IRIDA provides a fully featured system for the storage, management, sharing, and analysis of sequencing data and its associated metadata Sequence data can be imported directly form Illumina MiSeq Sequencers into IRIDA’s data storage and management system. The sequence data is organized into projects and access to the data can can be shared with project collaborators. Data can also be shared with other IRIDA instances across the internet. Data can be analyzed directly with IRIDA, exported to file or to the Galaxy workflow system. Read on for more detail on IRIDA’s sequence data management.
Sequencing Data Management
The core of the IRIDA platform is a file storage and management system for next generation sequencing data. IRIDA gives public health institutions an accessible and sophisticated platform to collect, share, manage, and analyze sequencing data and metadata while shielding users from the difficulties of manual data storage and processing workflows. Data stored within the system is grouped by “Projects”. Each project contains a collection of sequencing data and metadata which can be independently shared, managed, and analyzed. This enables curators of surveillance and research data to properly isolate and manage their projects independently without being stuck in a “one size fits all” approach.
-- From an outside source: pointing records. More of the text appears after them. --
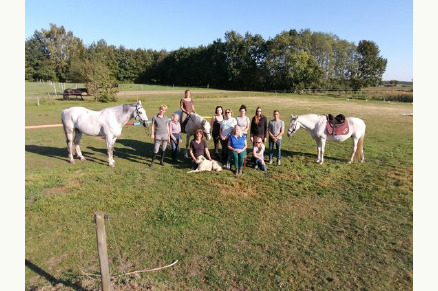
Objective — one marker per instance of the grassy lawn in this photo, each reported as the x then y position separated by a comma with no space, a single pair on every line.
299,226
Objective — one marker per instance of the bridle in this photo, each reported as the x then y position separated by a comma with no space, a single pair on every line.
137,114
294,127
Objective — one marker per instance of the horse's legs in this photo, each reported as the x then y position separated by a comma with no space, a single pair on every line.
187,146
77,141
110,141
320,144
69,141
355,140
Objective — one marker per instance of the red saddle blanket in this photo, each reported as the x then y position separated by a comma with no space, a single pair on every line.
337,129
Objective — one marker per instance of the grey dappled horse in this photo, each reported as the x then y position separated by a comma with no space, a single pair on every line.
316,125
107,122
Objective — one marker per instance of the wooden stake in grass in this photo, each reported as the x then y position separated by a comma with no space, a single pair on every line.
102,249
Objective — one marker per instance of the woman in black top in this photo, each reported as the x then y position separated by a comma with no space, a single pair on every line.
259,126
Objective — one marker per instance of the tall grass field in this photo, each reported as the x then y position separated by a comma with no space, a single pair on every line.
297,226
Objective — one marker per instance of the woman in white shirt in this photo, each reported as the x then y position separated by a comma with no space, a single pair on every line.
243,120
227,128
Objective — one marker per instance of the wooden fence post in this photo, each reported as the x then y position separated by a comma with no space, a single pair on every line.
102,249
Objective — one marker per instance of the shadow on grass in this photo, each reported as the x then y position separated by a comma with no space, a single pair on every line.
60,153
51,278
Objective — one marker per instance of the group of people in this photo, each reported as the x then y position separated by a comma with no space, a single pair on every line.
231,133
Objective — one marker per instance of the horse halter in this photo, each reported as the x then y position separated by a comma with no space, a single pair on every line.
294,128
137,114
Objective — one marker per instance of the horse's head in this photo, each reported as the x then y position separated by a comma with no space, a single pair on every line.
293,125
206,128
140,114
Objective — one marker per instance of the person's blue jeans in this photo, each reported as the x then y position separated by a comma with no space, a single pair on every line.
271,148
238,158
175,145
258,163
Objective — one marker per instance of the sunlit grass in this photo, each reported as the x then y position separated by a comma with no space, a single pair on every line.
299,226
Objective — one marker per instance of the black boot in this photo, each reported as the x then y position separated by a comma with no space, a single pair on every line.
153,159
162,158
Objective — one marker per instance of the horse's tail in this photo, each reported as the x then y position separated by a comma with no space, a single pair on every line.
358,155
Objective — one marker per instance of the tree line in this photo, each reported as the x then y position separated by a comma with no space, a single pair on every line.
292,60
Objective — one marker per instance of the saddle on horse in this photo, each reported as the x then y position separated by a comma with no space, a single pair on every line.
337,125
184,123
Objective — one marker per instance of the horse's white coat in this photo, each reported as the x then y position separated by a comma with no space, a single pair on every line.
316,126
107,122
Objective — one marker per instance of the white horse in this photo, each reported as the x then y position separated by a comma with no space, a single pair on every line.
194,122
107,122
316,125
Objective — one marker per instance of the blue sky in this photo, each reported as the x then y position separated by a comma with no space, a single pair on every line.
173,24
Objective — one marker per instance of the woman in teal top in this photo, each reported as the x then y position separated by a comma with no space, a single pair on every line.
237,148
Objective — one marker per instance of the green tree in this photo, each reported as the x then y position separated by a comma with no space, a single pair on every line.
371,65
62,46
37,59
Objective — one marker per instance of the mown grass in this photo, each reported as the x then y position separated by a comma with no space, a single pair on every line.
299,226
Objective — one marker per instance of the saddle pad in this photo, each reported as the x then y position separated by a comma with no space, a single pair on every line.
338,129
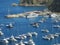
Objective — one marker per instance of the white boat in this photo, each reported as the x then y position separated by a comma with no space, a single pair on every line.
45,30
12,38
29,35
56,44
23,36
34,34
10,25
35,25
21,43
56,26
32,15
1,33
31,42
5,41
46,38
53,15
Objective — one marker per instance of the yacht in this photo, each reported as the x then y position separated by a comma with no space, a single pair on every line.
29,35
46,37
23,36
31,42
5,41
35,25
45,30
10,25
1,33
34,33
21,43
12,38
56,44
32,15
56,34
56,26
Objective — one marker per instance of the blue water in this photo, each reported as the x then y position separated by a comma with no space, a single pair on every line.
22,25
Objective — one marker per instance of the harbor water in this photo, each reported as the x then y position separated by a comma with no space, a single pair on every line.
22,25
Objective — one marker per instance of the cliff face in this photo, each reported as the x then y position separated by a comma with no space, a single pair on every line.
55,6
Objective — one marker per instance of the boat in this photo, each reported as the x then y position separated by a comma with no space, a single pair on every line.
57,44
46,38
35,25
31,42
1,33
5,41
21,43
12,38
45,30
9,25
34,34
32,15
29,35
56,26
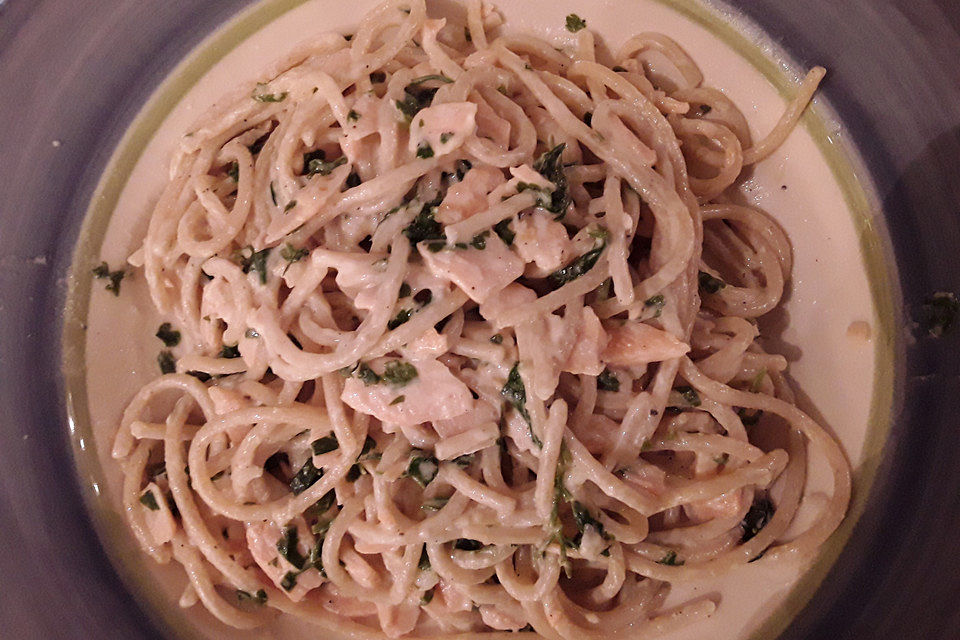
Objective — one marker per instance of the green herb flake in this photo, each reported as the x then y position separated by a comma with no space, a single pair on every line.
938,313
398,373
169,337
479,241
684,397
608,381
656,303
759,515
423,468
167,363
149,501
423,297
368,375
258,598
709,284
402,317
466,544
260,94
325,444
575,23
102,271
503,230
306,477
289,581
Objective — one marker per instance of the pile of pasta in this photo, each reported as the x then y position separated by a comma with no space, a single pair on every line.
463,338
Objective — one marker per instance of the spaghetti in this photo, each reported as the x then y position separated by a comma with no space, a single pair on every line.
468,341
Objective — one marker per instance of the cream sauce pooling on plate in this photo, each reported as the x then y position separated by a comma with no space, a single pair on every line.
122,350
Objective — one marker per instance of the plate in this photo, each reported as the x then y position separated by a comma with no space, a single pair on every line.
67,111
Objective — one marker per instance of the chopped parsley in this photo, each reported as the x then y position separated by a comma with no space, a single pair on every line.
479,241
230,352
402,317
149,501
398,373
417,97
759,515
166,362
423,468
709,284
291,254
289,581
503,230
260,95
466,544
608,381
325,444
368,375
260,597
287,547
102,271
575,23
423,297
549,165
684,397
937,313
169,337
578,267
655,302
254,260
315,163
306,477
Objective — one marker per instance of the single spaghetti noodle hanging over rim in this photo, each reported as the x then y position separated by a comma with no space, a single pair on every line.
464,338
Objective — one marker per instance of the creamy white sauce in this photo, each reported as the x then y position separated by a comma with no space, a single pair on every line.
829,289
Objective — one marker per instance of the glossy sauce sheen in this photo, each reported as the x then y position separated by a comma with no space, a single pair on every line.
833,367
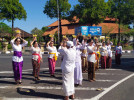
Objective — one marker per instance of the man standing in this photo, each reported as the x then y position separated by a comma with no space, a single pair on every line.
67,66
91,60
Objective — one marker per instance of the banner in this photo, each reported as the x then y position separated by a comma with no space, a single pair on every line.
85,30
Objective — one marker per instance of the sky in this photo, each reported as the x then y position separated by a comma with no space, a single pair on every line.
35,15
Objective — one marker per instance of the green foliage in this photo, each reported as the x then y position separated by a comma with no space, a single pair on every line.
114,41
130,47
11,10
9,46
50,8
123,10
44,29
90,11
4,28
39,34
0,45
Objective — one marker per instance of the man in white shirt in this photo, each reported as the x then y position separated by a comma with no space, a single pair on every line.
91,60
118,54
52,57
67,66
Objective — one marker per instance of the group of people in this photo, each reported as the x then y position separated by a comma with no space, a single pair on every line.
76,57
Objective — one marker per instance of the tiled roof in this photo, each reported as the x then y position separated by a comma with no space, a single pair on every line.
24,33
69,28
66,22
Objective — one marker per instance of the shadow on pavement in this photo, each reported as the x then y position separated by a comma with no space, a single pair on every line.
31,92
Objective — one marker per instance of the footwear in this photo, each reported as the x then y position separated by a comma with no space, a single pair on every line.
94,79
35,79
76,85
71,97
16,82
90,80
52,75
38,78
66,98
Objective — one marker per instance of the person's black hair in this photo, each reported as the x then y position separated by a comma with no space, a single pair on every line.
17,39
34,42
89,40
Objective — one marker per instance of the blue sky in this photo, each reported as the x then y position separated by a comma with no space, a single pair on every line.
35,15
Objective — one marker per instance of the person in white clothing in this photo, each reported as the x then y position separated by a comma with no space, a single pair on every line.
91,60
109,57
103,52
36,58
17,59
52,57
67,66
84,55
78,70
118,53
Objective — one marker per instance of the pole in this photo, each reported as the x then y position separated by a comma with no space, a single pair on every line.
58,21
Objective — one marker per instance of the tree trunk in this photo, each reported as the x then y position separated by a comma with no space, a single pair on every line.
60,30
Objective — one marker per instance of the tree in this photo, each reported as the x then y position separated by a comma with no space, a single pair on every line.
90,11
44,29
123,11
11,10
37,32
4,28
51,10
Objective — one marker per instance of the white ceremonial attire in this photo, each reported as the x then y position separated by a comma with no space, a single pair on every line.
67,66
84,49
17,48
118,49
75,41
91,57
36,51
103,50
78,69
17,59
109,51
52,50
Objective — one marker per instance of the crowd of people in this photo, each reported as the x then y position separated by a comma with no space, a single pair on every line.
81,55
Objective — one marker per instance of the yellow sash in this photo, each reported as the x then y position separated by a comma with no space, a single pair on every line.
55,57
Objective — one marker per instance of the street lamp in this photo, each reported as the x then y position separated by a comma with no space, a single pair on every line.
58,20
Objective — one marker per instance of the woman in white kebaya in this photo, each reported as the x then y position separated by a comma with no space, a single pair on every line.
52,57
78,70
118,53
103,51
36,58
91,60
67,66
109,58
17,59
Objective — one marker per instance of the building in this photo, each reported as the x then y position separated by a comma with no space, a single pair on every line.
108,26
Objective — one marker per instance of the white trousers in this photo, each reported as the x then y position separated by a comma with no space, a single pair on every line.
68,83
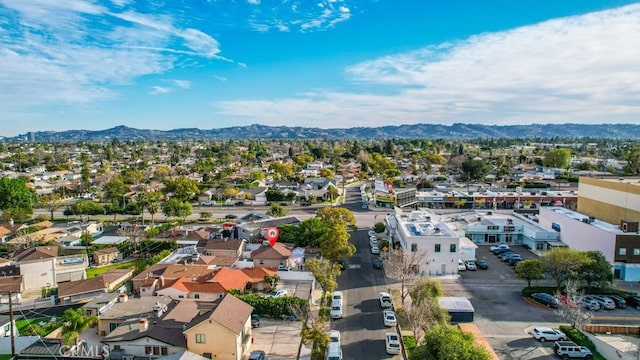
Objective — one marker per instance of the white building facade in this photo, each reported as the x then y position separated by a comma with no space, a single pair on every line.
422,231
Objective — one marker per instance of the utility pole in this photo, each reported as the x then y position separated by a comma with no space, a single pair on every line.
13,334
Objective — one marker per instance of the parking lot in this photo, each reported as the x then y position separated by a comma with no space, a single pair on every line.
505,318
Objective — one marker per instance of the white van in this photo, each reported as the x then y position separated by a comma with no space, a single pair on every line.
334,351
336,310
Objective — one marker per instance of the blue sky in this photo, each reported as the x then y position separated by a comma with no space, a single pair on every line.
95,64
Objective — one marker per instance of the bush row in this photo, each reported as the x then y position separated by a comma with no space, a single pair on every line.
582,340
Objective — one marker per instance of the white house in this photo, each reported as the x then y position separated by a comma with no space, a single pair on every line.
423,231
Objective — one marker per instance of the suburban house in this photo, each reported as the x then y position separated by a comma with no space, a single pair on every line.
5,326
272,256
159,275
74,291
153,337
184,288
42,267
221,332
105,256
125,308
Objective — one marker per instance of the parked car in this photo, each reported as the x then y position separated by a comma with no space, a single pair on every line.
569,349
392,343
385,300
604,302
255,320
461,266
546,299
633,301
258,355
471,265
334,336
544,333
495,248
338,296
389,318
590,304
336,310
620,302
277,293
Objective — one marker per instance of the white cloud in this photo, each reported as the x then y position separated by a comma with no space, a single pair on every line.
46,57
185,84
157,90
577,69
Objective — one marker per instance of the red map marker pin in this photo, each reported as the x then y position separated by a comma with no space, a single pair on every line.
272,235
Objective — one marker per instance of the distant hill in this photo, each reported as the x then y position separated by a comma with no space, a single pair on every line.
428,131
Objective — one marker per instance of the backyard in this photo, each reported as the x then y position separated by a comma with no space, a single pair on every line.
94,271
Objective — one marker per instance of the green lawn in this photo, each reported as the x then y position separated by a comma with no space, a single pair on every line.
25,323
91,272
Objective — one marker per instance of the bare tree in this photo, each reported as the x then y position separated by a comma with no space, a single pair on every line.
569,307
405,267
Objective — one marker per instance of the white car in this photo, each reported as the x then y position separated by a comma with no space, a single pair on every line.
385,300
338,296
461,266
336,310
544,333
334,336
392,343
389,318
277,293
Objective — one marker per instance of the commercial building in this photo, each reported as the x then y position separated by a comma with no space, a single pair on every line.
422,231
620,243
610,199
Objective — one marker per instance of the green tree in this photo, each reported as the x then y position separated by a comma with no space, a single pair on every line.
14,194
336,215
181,188
276,210
597,272
564,263
74,322
474,169
445,342
557,158
52,202
316,334
530,270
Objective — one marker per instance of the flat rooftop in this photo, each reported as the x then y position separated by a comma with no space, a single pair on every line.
608,227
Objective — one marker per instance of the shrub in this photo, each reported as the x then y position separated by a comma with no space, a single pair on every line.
581,339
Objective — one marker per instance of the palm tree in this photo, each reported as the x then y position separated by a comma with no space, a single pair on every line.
74,322
317,335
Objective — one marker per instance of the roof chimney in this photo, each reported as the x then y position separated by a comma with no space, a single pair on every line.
144,324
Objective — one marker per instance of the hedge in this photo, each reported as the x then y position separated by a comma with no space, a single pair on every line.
274,307
581,339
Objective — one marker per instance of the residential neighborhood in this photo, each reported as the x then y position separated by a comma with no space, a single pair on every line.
169,255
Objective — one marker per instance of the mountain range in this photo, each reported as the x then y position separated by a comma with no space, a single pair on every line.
428,131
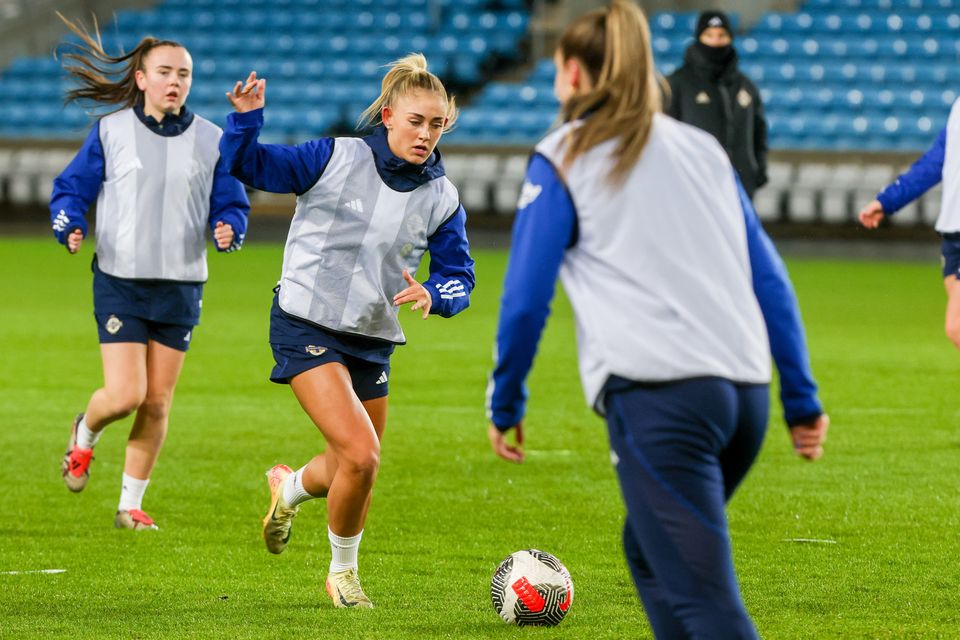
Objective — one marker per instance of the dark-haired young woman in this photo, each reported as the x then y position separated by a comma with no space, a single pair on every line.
671,279
153,167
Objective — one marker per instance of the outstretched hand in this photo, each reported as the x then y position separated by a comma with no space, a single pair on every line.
500,445
415,293
808,438
223,235
871,215
74,240
248,95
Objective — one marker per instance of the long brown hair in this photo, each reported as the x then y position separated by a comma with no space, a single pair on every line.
613,45
101,77
405,75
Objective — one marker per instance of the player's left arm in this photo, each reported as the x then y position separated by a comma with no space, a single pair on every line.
452,276
544,228
788,344
229,210
922,175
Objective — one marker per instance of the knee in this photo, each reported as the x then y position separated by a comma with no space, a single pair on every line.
123,402
953,331
362,462
155,408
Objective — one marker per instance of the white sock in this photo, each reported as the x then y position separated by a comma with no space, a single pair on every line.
131,495
293,491
86,439
343,551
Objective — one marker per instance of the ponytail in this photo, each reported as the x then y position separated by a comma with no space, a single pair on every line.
103,78
613,44
405,75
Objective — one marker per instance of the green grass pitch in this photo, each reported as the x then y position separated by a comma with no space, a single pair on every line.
445,511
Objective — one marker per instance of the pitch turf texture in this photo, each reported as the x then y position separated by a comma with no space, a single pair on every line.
884,501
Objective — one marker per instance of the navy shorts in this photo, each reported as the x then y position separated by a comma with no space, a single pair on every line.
370,379
950,254
114,327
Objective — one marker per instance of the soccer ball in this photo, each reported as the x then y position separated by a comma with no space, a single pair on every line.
531,587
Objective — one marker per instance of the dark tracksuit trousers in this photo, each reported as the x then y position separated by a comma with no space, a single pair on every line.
682,449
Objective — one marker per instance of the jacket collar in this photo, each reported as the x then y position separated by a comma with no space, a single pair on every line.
399,174
171,125
722,69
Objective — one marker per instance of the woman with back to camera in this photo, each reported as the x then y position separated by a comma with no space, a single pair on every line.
154,169
367,210
671,278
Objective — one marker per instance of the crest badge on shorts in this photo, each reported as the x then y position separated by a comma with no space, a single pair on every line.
113,325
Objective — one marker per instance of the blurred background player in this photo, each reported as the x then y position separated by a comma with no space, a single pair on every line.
672,344
367,209
710,92
940,163
154,169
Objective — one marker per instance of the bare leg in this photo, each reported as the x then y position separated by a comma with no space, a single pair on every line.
952,323
150,425
323,467
124,384
327,395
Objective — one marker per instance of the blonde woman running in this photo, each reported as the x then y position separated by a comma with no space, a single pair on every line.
367,210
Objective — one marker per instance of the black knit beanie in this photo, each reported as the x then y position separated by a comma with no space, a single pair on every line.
709,19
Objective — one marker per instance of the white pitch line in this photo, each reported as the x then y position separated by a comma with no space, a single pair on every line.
17,573
550,452
809,540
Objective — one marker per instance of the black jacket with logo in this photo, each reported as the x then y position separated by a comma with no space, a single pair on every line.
715,96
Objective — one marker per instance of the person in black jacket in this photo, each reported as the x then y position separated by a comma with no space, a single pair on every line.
711,93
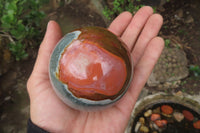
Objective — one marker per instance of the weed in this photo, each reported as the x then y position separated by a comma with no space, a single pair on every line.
19,21
121,5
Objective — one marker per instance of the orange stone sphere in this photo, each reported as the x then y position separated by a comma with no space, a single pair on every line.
92,64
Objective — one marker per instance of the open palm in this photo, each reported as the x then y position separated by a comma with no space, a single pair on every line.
139,32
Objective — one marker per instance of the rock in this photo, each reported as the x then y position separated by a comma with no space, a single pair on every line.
148,113
156,110
144,129
179,93
137,126
178,116
170,68
166,109
142,120
155,117
189,19
179,14
188,115
7,98
161,123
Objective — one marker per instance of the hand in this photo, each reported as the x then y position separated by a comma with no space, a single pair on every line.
139,32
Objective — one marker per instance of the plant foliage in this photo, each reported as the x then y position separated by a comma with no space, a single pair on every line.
19,21
121,5
195,70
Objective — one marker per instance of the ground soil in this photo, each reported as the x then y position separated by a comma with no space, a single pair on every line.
14,95
188,33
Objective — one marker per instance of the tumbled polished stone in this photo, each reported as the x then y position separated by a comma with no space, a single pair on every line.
90,68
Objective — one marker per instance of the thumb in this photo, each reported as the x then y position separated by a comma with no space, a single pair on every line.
52,36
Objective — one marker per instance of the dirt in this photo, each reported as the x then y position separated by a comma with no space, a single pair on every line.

Within each project IRIDA stores a collection of “Samples”. Each of these samples contains sequence file data, and the associated contextual information (or metadata). This project-sample-sequence file structure is inspired by the INSDC in order to be compatible with other tools in the genomic epidemiology world.
IRIDA provides a number of methods to get your data into the system. The primary method for uploading sequencing data is via our “MiSeq Uploader” tool. This uploader tool runs directly on a MiSeq sequencer and can automatically upload a completed sequencing run into the IRIDA system. The uploader tool and the IRIDA system will ensure data is categorized into the correct projects and shared with the appropriate users so they can immediately view and analyze new samples.
For smaller data sets, IRIDA allows users to directly upload data into the system via the web interface.
Contextual metadata in IRIDA is treated with the same importance as sequencing data. Storing the sequencing data alongside the contextual metadata allows IRIDA to provide more comprehensive analysis possibilities. This allows users to benefit from the latest-and-greatest whole genome sequencing analysis tools but also tie in the situational data which is required to get a complete picture.
IRIDA provides tools to view and manage bulk collections of contextual information for collections of samples.
In addition to IRIDA’s data management abilities, the platform provides numerous data security control features. Projects in IRIDA are individually administered to ensure data access is only provided to appropriate users. Different access levels are also provided to ensure data can only be modified by users with higher level access, where lower level users can view or run basic analysis tools.
This data security extends to anywhere data from IRIDA is used; be it in IRIDA’s web user interface, external tools communicating with IRIDA’s REST API, IRIDA’s analysis engine, or through remote synchronized projects.